Pedro Almodóvar es un director poliédrico que nuca morirá, alguien que siempre encuentra público para hablar de sus películas. Almódovar está en primera línea de fuego para la batalla y los desfiles, para lo bueno y lo malo, para la maestría y la ordinariez. No le va mal conjugando estos patrones a la hora de mantener una filmografía a flote en la montaña rusa del éxito y el fracaso. Almodóvar es capaz de compaginar una vida paralela con lo estrambótico y lo crítico. Su película nueva, que no ha encontrado mejor sitio para estrenarse que en la casa veneciana del manchego, es una extremidad quebrada por su descalcificación ósea.
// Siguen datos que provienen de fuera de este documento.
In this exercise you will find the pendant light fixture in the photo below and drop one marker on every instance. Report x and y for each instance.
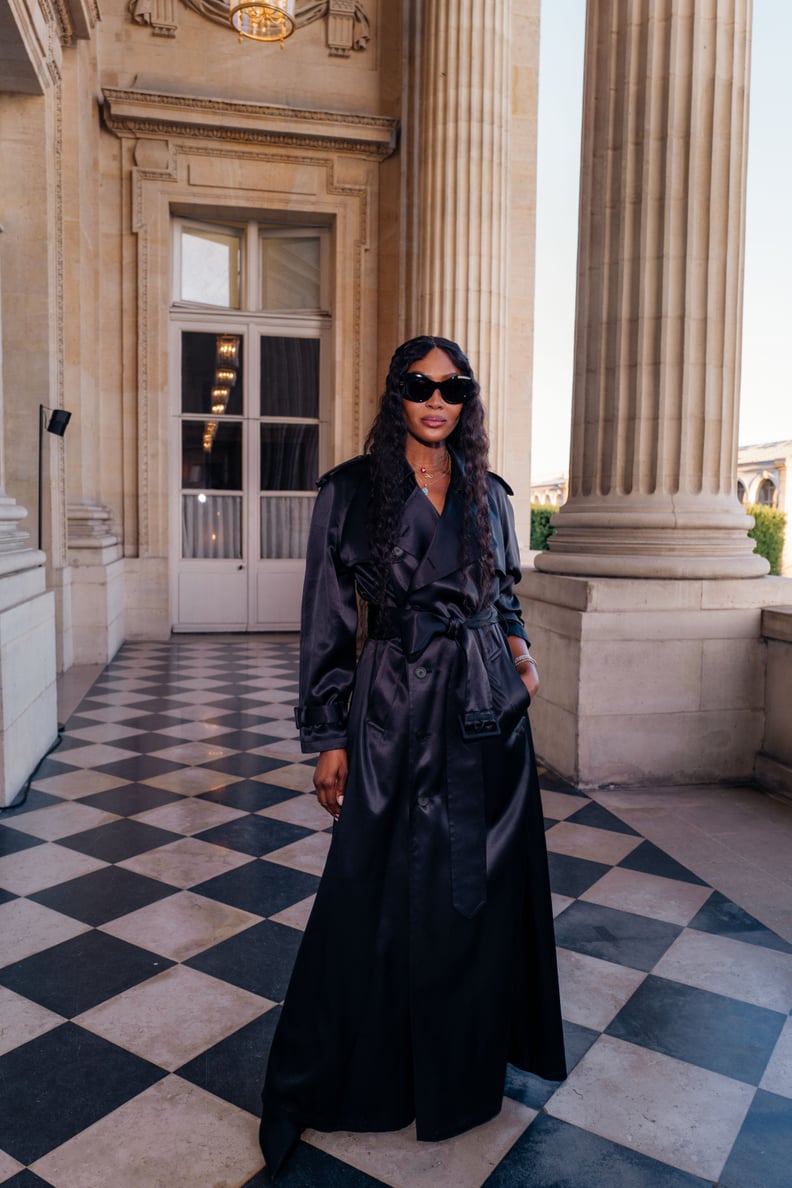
(271, 21)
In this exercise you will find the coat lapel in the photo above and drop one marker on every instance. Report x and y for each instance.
(444, 553)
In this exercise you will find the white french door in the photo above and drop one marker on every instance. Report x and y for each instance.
(247, 447)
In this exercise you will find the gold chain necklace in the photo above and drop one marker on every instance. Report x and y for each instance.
(423, 475)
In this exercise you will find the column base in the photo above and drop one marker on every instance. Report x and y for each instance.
(147, 613)
(648, 682)
(29, 711)
(658, 537)
(97, 621)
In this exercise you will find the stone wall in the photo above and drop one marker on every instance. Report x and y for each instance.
(774, 760)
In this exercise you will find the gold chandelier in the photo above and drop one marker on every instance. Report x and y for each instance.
(271, 21)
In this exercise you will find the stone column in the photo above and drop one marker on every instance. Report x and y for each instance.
(27, 681)
(659, 305)
(462, 127)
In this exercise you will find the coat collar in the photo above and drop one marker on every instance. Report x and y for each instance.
(444, 554)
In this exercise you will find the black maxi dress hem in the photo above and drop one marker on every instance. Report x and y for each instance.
(279, 1133)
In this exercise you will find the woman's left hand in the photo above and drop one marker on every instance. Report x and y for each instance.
(526, 669)
(530, 678)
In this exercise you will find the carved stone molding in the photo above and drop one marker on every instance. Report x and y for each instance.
(135, 113)
(348, 25)
(159, 14)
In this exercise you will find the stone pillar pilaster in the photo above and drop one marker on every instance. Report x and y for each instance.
(461, 278)
(659, 307)
(27, 681)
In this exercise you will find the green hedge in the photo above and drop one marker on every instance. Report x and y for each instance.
(768, 534)
(540, 525)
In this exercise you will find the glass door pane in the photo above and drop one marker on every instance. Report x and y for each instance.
(210, 266)
(289, 443)
(290, 272)
(290, 377)
(211, 446)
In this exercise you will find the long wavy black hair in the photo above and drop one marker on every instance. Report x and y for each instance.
(386, 446)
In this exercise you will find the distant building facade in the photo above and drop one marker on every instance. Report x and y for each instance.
(550, 492)
(764, 474)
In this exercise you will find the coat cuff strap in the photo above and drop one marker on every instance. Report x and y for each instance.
(320, 715)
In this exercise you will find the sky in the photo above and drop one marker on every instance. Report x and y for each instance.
(766, 389)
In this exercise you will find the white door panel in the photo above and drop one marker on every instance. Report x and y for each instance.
(211, 599)
(278, 595)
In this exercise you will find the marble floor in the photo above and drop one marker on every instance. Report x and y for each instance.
(152, 892)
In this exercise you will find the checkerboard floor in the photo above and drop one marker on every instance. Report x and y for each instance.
(152, 893)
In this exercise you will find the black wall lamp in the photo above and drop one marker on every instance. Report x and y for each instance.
(55, 421)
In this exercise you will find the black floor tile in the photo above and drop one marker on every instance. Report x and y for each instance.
(722, 917)
(552, 1154)
(32, 801)
(597, 817)
(260, 959)
(263, 888)
(68, 743)
(103, 895)
(130, 800)
(234, 1069)
(760, 1156)
(50, 766)
(245, 764)
(574, 876)
(13, 840)
(59, 1084)
(254, 835)
(135, 770)
(721, 1034)
(81, 973)
(25, 1179)
(650, 859)
(612, 935)
(531, 1091)
(149, 721)
(146, 743)
(249, 795)
(119, 840)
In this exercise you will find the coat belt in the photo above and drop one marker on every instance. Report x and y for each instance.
(416, 629)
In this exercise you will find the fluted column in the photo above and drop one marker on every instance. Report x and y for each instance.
(659, 304)
(12, 537)
(462, 213)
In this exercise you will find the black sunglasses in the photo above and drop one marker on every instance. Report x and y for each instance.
(454, 390)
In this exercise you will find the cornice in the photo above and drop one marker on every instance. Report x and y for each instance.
(138, 113)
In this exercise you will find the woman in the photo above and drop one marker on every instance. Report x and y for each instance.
(429, 961)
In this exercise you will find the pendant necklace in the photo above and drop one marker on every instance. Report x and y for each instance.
(424, 476)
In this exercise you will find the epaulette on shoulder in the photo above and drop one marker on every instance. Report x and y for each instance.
(504, 484)
(342, 466)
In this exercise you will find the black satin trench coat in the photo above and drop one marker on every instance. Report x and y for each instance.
(429, 959)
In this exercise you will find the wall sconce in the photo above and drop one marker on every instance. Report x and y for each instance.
(55, 421)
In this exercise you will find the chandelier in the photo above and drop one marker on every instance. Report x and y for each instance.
(272, 21)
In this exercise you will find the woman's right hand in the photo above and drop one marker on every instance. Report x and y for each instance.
(330, 779)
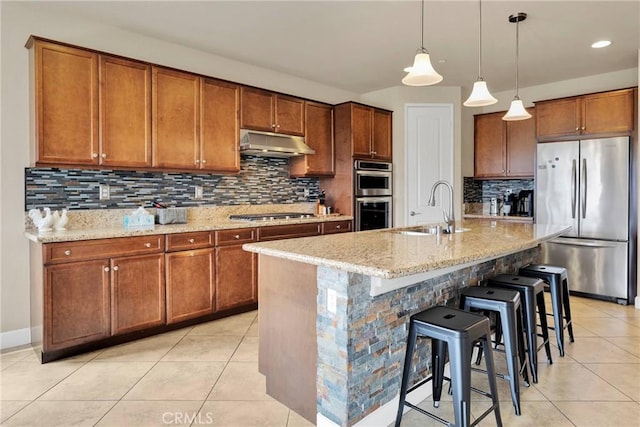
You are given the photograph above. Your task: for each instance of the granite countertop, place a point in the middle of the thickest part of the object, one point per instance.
(388, 254)
(108, 224)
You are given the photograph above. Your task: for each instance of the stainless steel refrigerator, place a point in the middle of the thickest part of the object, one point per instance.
(586, 184)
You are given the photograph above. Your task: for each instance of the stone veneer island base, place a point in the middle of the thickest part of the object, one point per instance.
(334, 310)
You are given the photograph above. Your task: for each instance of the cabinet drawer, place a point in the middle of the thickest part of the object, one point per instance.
(236, 236)
(336, 227)
(102, 248)
(186, 241)
(289, 231)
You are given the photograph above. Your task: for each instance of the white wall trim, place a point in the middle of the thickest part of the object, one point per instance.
(15, 338)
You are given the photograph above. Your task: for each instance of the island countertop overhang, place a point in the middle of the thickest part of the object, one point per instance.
(387, 254)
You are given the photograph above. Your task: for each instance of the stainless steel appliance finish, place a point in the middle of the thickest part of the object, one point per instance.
(271, 216)
(372, 213)
(586, 184)
(272, 144)
(373, 178)
(373, 187)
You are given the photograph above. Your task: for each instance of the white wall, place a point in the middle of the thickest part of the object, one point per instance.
(18, 22)
(395, 98)
(595, 83)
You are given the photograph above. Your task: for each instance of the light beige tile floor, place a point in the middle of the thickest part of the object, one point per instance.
(208, 375)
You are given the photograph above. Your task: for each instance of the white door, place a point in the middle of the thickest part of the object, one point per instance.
(429, 131)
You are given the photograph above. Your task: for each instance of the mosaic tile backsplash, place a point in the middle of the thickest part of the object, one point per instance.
(262, 180)
(482, 190)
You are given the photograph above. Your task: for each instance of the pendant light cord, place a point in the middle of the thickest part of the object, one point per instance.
(517, 53)
(422, 25)
(480, 45)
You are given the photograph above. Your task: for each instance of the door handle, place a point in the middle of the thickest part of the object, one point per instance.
(584, 188)
(574, 179)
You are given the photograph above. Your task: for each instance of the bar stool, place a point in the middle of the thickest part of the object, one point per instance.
(556, 279)
(532, 293)
(453, 330)
(506, 304)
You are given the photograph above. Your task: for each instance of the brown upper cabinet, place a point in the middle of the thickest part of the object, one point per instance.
(504, 149)
(125, 113)
(66, 104)
(367, 129)
(595, 114)
(195, 122)
(319, 136)
(271, 112)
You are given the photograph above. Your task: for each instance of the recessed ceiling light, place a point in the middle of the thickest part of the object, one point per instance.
(601, 43)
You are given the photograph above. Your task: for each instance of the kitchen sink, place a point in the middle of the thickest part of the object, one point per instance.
(423, 230)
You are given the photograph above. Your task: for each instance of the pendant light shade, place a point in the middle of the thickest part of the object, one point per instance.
(422, 72)
(480, 95)
(517, 110)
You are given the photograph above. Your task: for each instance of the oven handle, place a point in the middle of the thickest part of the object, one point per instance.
(373, 173)
(374, 199)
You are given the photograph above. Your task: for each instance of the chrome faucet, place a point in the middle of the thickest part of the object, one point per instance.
(448, 216)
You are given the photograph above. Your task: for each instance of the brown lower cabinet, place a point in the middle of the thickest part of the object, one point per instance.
(96, 293)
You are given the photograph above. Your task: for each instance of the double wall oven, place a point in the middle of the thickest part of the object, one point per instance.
(373, 184)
Este artista de la mercadotecnia cuenta con la ventaja de que siempre habrá incondicionales que le sigan hasta la tumba o la fosa común. La cuestión, para simpatizantes y detractores, es que su masa cerebral también pierde volumen con los años y
Madres paralelas es un síntoma de esta enfermedad degenerativa.
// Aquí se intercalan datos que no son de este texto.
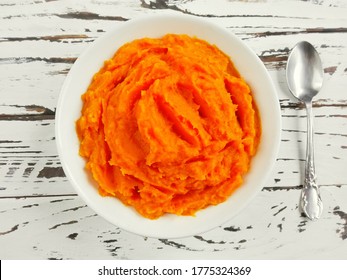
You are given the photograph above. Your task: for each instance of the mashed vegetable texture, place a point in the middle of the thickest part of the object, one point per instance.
(168, 126)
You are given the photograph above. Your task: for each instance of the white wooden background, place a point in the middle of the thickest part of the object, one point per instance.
(41, 217)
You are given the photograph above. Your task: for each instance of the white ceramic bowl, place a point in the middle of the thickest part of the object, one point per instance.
(69, 110)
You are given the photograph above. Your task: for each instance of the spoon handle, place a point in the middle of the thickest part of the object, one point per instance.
(311, 202)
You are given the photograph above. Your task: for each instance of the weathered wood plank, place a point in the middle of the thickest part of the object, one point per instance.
(271, 227)
(41, 215)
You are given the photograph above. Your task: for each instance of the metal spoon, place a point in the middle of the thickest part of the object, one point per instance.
(305, 79)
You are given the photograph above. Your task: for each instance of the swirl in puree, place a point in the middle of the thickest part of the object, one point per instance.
(168, 125)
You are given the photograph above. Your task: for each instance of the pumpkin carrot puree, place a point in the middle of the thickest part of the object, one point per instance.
(168, 126)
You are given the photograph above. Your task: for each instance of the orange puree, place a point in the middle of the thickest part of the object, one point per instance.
(168, 126)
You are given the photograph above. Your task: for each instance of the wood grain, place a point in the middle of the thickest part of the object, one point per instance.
(41, 216)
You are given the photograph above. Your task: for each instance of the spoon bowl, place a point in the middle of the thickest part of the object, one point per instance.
(305, 79)
(304, 71)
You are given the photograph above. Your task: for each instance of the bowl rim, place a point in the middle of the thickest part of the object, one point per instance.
(171, 227)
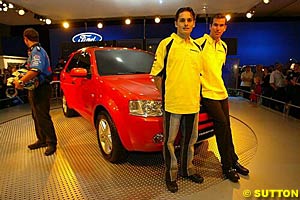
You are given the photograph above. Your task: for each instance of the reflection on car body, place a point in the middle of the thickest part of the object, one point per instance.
(112, 88)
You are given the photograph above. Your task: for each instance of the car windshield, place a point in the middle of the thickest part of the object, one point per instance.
(123, 61)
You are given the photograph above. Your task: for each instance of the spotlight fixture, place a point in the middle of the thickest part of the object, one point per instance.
(66, 25)
(127, 21)
(100, 25)
(48, 21)
(266, 1)
(21, 12)
(157, 19)
(228, 17)
(4, 6)
(42, 19)
(250, 14)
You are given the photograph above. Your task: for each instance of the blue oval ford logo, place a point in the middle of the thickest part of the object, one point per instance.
(87, 37)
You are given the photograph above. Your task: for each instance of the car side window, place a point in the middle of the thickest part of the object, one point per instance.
(84, 61)
(73, 63)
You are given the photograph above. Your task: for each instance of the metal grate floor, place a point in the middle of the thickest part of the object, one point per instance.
(78, 170)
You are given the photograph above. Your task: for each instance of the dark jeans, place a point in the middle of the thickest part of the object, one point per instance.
(219, 111)
(39, 100)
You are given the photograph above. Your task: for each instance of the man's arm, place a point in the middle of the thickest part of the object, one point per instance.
(27, 77)
(157, 82)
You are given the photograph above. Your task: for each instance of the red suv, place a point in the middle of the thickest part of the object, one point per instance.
(112, 88)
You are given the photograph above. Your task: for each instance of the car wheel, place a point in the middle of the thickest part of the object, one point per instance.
(108, 139)
(68, 112)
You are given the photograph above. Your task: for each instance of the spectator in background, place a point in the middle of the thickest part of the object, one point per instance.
(39, 97)
(266, 87)
(278, 84)
(256, 90)
(247, 80)
(295, 97)
(259, 73)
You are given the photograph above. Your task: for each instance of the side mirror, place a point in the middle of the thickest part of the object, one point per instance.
(78, 72)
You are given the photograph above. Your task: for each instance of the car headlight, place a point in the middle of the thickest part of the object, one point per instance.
(145, 108)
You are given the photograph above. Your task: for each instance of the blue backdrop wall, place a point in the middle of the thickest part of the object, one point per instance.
(257, 42)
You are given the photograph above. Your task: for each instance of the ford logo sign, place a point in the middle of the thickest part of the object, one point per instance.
(87, 37)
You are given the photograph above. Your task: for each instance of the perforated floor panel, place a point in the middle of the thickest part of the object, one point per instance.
(78, 170)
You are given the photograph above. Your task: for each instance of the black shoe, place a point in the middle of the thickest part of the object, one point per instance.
(37, 145)
(50, 150)
(172, 186)
(196, 178)
(240, 169)
(232, 175)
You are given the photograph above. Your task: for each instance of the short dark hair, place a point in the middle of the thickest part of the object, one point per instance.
(180, 10)
(31, 34)
(218, 16)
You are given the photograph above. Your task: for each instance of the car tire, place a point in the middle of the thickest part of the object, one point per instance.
(68, 112)
(108, 139)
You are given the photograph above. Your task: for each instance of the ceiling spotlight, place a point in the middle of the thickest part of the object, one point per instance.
(127, 21)
(266, 1)
(21, 12)
(10, 5)
(48, 21)
(250, 14)
(100, 25)
(228, 17)
(157, 19)
(66, 25)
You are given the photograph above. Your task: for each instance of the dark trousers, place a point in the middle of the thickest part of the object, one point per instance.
(219, 111)
(188, 125)
(39, 100)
La desvergüenza juvenil que le ha acompañado en su carrera peca ahora de didactismo exagerado con tinte de cine intelectual y cercano. La maternidad y la
memoria histórica se tratan con superficialidad obscena a no ser que Almódovar haya querido hacer, con su ironía característica, una obra destacada por la originalidad mediocre. Se mezclan situaciones que los personajes intentan mantener unidas a golpe de optimismo (Janis), miedo (Ana). También aparece un antropólogo convertido en padre gracias al éxtasis fotográfico. Nos conocemos, conectamos a través de una causa moral con trasfondo político y nos acostamos. Janis es la madre soltera que simboliza la rebeldía de un nombre,
Janis Joplin. A su lado, conocida por el azar del parto inesperado, Ana representa a la concepción asustada, la juventud virginal en asuntos de pañales.